Frost and Sullivan celebrates its 60th anniversary since it was founded in New York city next year. Today, it operates out of 40 offices across six continents. From the start of the pandemic the consultancy and researcher has been exploring the macroeconomic impact of covid-19 globally as well as how it may continue to affect the regional economy going forwards. It now sees one clear route out of the harm caused by the pandemic.

“When we started the covid-19 impact analysis, we were doing three scenarios. However, now we have come down to only one,” he says, adding that the world is facing the worst recession since the global depression started in 1918 due to governments underestimating the impact of Spanish Flu. Understandable given that many countries were still recovering from the First World War but a mistake that sparked a decade of difficulty.

“Whenever we talk about recession, we talk about the depth, length and the timeframe of the recovery – or the speed of recovery – which the recession is going to take. In the current scenario, if I look at the global GDP, we are expecting somewhere about 3% to 8% depth and recovery begins in three to five quarters,” he remarks.
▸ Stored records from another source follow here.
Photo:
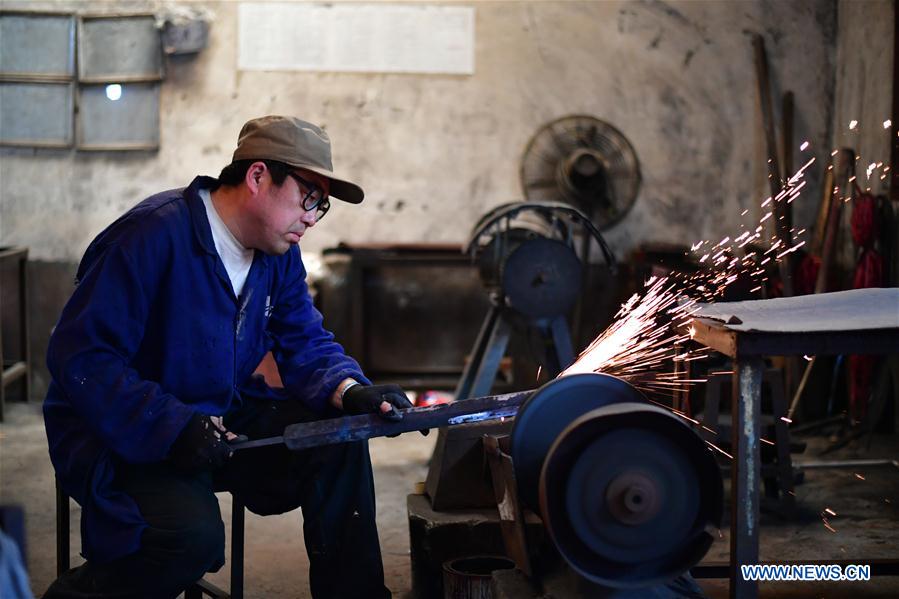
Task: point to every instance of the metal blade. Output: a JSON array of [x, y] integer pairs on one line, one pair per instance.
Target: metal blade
[[366, 426]]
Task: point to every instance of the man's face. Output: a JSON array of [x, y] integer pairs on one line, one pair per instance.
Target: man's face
[[281, 218]]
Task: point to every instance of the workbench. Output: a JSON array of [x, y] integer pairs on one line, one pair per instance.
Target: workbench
[[862, 321]]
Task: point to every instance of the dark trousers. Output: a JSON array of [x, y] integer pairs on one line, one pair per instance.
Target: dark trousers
[[185, 537]]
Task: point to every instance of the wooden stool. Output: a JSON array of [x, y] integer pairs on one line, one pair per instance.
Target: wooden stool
[[198, 589]]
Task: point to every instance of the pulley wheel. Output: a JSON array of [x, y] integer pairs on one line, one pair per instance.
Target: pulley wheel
[[548, 411], [629, 494], [542, 278]]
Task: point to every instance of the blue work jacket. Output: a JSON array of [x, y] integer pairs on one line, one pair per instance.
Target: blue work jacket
[[153, 333]]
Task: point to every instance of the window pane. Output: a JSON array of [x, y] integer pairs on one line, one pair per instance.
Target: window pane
[[37, 45], [124, 117], [119, 48], [38, 114]]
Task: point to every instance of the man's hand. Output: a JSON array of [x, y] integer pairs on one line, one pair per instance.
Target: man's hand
[[200, 445], [383, 400]]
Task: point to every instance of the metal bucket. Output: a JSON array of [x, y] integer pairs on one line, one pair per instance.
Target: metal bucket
[[469, 577]]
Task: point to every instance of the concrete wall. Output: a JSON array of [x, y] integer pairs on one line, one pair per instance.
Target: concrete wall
[[436, 152]]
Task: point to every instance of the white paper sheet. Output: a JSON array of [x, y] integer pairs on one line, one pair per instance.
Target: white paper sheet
[[859, 309], [370, 38]]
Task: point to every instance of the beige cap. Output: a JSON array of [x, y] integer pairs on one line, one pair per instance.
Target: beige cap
[[296, 143]]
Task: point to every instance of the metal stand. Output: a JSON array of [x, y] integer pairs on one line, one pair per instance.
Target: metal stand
[[11, 370]]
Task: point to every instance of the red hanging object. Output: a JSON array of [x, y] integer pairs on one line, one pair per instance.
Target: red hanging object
[[868, 273]]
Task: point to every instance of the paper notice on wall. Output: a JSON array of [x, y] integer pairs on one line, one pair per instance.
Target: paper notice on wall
[[368, 38]]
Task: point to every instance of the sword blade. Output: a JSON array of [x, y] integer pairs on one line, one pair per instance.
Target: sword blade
[[305, 435]]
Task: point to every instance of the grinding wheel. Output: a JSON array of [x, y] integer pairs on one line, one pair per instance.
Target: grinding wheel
[[546, 413], [630, 495]]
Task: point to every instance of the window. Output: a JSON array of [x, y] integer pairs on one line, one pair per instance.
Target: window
[[111, 102]]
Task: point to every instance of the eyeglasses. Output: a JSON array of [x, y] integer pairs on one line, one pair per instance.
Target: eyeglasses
[[315, 197]]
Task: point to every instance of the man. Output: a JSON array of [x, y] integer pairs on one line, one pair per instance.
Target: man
[[152, 364]]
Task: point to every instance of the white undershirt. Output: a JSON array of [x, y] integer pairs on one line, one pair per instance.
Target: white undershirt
[[236, 258]]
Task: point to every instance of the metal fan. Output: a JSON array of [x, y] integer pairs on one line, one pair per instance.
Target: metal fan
[[585, 162]]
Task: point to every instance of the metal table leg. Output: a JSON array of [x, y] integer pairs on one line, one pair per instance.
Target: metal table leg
[[745, 473]]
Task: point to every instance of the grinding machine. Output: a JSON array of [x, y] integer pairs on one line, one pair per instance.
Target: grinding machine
[[624, 491]]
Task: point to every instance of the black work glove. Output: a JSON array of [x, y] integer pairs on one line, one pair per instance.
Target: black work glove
[[200, 446], [368, 399]]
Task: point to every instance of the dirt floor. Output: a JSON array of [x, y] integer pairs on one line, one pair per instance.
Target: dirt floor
[[866, 526]]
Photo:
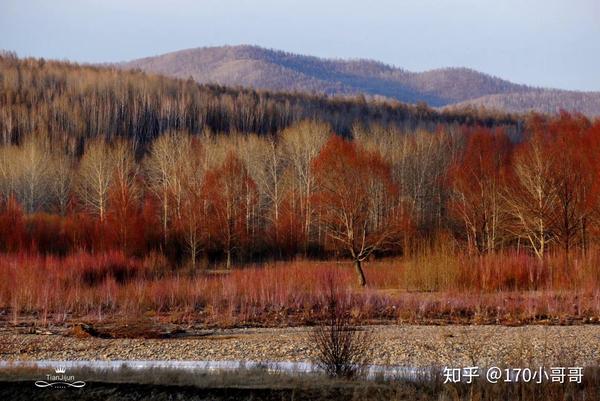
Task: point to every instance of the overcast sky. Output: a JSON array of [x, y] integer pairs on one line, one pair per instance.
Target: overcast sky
[[554, 43]]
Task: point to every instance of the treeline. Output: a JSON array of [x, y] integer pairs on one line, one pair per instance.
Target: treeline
[[72, 104], [245, 197]]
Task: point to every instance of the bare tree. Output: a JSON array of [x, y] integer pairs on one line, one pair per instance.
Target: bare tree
[[301, 145], [342, 349], [95, 177]]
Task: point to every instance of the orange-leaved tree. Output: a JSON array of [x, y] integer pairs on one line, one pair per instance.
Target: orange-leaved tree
[[355, 198]]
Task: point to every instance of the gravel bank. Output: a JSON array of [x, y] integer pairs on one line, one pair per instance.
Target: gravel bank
[[396, 345]]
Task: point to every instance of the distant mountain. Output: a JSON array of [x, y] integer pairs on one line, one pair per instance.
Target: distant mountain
[[260, 68]]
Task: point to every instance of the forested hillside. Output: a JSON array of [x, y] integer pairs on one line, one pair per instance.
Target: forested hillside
[[251, 66], [125, 191], [72, 103]]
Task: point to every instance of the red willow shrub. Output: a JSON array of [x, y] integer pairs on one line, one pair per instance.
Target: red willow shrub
[[110, 285]]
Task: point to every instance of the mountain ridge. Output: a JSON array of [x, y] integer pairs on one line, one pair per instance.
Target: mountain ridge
[[269, 69]]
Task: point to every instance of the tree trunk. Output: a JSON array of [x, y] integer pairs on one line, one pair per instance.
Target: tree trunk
[[361, 275]]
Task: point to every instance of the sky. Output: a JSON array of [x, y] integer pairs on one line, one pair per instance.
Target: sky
[[549, 43]]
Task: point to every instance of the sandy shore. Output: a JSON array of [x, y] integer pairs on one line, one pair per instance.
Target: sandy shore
[[395, 345]]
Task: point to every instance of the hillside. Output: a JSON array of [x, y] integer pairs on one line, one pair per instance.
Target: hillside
[[260, 68], [73, 103], [545, 101]]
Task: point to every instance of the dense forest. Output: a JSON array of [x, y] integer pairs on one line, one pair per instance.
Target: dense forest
[[452, 88], [71, 103], [113, 182]]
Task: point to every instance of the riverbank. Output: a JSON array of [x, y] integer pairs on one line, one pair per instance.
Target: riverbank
[[405, 345]]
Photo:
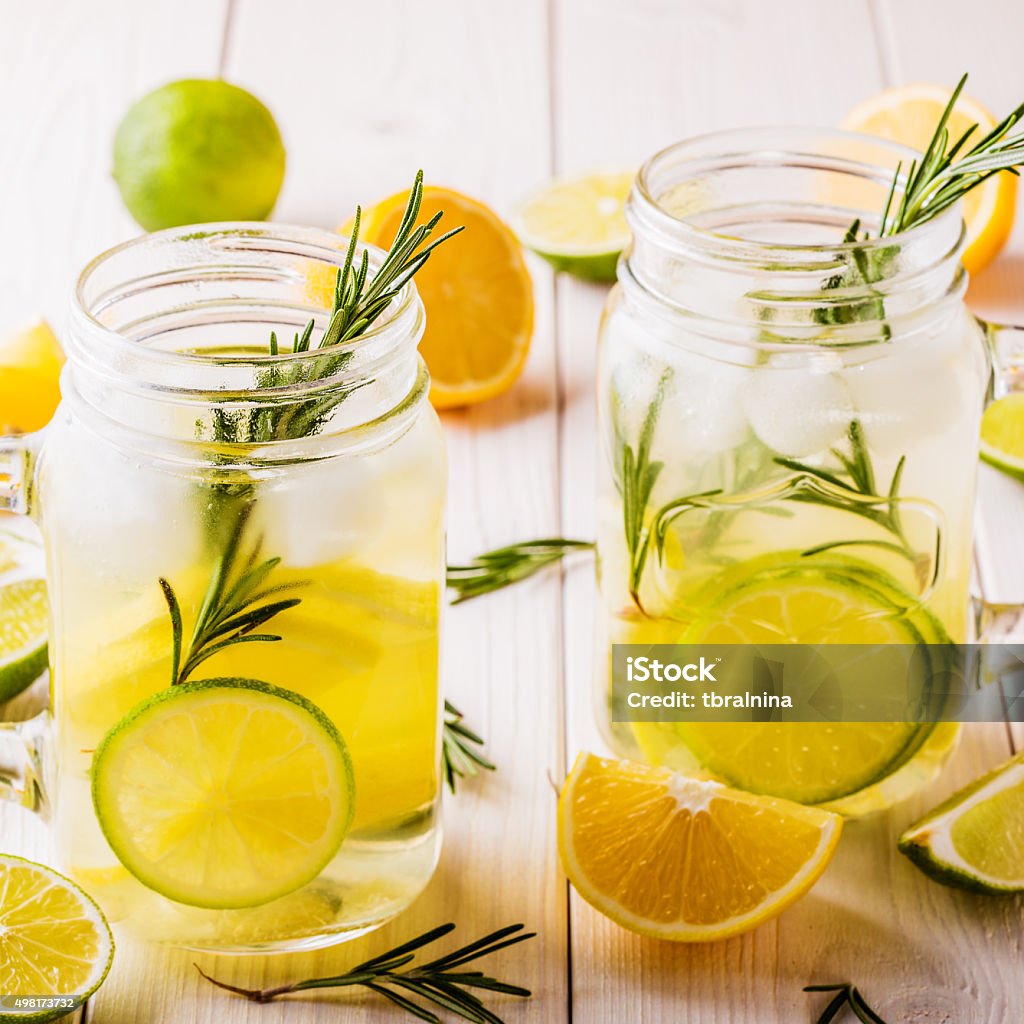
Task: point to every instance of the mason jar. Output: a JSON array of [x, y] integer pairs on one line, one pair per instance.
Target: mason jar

“We are expecting recovery to happen by Q4 2020 in terms of global GDP. However, we are expecting a spike in 2021 coming from a perspective that we already have $5 trillion globally in stimulus packages.

“A second wave of stimulus packages, which is likely to come in few months which will be focusing on capital spending and a last package might come towards the end of 2020 – and that is what is going to support a faster recovery. The market should stabilised to the pre-covid situation after 2021 and in 2022.
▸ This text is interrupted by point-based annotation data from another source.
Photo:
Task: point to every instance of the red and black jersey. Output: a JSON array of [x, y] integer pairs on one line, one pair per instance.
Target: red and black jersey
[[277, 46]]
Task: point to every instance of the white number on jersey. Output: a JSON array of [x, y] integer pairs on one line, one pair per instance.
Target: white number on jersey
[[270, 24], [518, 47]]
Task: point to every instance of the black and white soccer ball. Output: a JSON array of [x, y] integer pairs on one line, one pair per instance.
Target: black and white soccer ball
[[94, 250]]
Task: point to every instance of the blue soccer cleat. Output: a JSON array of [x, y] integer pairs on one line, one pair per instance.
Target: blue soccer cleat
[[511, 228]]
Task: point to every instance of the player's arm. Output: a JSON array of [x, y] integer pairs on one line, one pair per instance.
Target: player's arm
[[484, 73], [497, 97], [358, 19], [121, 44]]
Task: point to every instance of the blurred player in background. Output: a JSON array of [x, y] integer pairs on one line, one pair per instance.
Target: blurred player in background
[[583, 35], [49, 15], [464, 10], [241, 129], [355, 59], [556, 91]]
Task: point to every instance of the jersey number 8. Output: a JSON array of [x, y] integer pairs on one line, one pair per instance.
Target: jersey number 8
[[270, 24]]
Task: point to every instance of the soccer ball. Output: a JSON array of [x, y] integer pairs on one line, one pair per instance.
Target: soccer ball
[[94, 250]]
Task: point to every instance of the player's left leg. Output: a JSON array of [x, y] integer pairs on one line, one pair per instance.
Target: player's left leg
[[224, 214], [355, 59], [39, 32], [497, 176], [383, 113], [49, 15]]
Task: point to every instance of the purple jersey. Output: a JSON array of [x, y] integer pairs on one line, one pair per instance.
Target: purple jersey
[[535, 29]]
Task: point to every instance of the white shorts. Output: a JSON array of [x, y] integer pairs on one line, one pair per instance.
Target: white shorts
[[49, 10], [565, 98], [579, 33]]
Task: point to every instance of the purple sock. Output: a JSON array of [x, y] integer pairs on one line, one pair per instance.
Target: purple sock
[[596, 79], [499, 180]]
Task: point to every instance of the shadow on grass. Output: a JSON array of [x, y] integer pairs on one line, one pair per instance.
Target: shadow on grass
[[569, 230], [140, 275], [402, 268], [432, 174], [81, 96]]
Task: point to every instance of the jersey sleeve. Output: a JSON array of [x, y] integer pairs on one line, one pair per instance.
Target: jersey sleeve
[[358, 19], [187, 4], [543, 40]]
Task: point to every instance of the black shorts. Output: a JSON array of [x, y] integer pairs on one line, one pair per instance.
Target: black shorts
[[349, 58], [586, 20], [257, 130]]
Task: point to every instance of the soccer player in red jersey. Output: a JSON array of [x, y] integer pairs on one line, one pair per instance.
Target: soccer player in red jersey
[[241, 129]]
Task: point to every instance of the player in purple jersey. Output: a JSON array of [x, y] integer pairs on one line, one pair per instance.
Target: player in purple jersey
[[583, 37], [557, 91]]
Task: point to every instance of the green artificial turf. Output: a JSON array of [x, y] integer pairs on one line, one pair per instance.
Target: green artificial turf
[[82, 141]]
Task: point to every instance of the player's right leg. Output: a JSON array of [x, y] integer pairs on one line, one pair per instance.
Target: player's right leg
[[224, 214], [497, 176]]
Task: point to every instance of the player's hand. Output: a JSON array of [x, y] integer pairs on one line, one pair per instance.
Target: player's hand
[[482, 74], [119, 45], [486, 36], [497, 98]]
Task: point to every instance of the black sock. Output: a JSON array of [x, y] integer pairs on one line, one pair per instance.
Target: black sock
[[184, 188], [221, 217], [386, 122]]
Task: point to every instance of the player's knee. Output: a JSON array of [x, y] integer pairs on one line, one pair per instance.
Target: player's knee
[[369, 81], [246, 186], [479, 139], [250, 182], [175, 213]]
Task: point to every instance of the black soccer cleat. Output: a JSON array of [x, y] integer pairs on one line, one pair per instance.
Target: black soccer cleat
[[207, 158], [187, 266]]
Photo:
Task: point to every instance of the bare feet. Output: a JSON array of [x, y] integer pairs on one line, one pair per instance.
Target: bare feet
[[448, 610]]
“If you look at it from the regional standpoint again, I have good news and bad news. The bad news here is that the US and Eurozone are definitely in a recession. But when we talk about the South Asia side of it, it just might escape the recession and the growth might be more stable in comparison with the US and the Eurozone. We are all aware about the China situation. South Korea has recovered well, and we have already seen growth happening in some of the East Asian countries.

“We are expecting the same trend to be followed in the Middle East. When we talk about GCC – these are all analysis based on that we will have the reopening of the economy to the 70 to 80% level by (at least) July and we are not expecting a second wave (of COVID). Otherwise, the recovery will become W curved rather than a V Curve. We are expecting somewhere about 1-3%percent decline in terms of overall GDP and the recovery will take at least on year to come to the normal level. When I say normal, I mean to come to the stable level where we were pre-COVID era.”

Joshi believes that incoming data is revealing that some economies are recovering faster than the others in the GCC with COVID-19 and low oil prices applying the brakes on an immediate bounce-back. Although the situation could have been a lot worse.

“When we were running our doomsday scenario where the prices can go down to less than $5 or to even negative. Thankfully, that hasn’t happened, and we are forecasting it to be stabilised between 35 and 40 dollars. That will help in the recovery of the economy going forward.”

Joshi finds more reasons to be optimistic in the mobility industry’s historic ability to ride out the challenges set before it, even if it is in for a rough ride.

“If you look at the automotive industry, it is very resilient. We have seen it in 2001-2002. We have seen it 2008-2009. In fact, in 2008 and 2009 OEMs bounced back within a two year time period. However this time it is going to take much longer,” he says.

“Covid-19 is definitely one of the reasons for that.”